Each passing jump in the interest rate, while doing its bit towards containing inflation, by design also hurts India’s economic growth which is necessary for creating gainful employment. With the January jump, the MPC is unlikely to drive interest rates down. RBI is currently stuck in an unenviable position.

Why is India witnessing sticky inflation

Sticky inflation simply means that things have been costlier for a whole now and inflation is taking longer than expected to fall. This also means that hiked food and fuel prices have permeated into the broader economy and made other things costlier along with them. Currently, the main issue causing inflation is higher food prices. In particular, it was the grains such as wheat and maize that seem to have shot up.

Two, core inflation has also inched up. Core inflation is a measure of inflation arrived at by removing the prices of food and fuel. Super core inflation is calculated by removing gold and silver price inflation from core inflation.

Analysts believe that higher inflation is also on account of firms continuing to pass on higher input costs to consumers. RBI has also weighed in the situation. According to a paper titled Anatomy of Inflation’s Ascent in India, which was published in December 2022, RBI Deputy Governor Michael Debabrata Patra and others said that inflation began as a shock to food and fuel prices but got increasingly generalised over ensuing months. As input costs were higher, the same reflected in output prices too. This was especially true for goods prices, in spite of muted demand conditions and pricing power.

India is not the only country which is in a fix on the inflation front. Its peers such as the United States and European countries are also struggling to rein in sticky inflation.

Problem with persistently high inflation

India and other world economies are currently trying to come out of the twin shocks delivered by the coronavirus pandemic and then by the ongoing war in Russia and Ukraine. If inflation stays persistently high or sticky, it would necessitate the RBI to keep raising interest rates. Even if it desists from hiking rates further, the need will remain to keep the rates high for a long period of time which is bound to hurt the economy which is reeling under various macroeconomic headwinds.

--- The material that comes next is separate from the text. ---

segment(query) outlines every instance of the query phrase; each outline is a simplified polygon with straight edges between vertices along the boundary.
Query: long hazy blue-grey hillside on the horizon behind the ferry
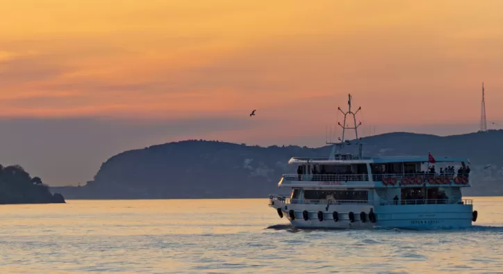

With the Reserve Bank of India struggling to keep inflation in its target zone, it is expected that it will increase its main interest rate by 25 basis points to 6.75% in April. However, it is also expected that the apex bank will not undertake any rate hike until the end of 2023, according to economists. RBI is hawkish for now and will need to see a decisive fall in inflation for them to change their stance to neutral, according to analysts. The major concern remains the volatility in food prices. Globally, persistent inflation is prompting major central banks to continue tightening monetary policy until price pressures are tamed.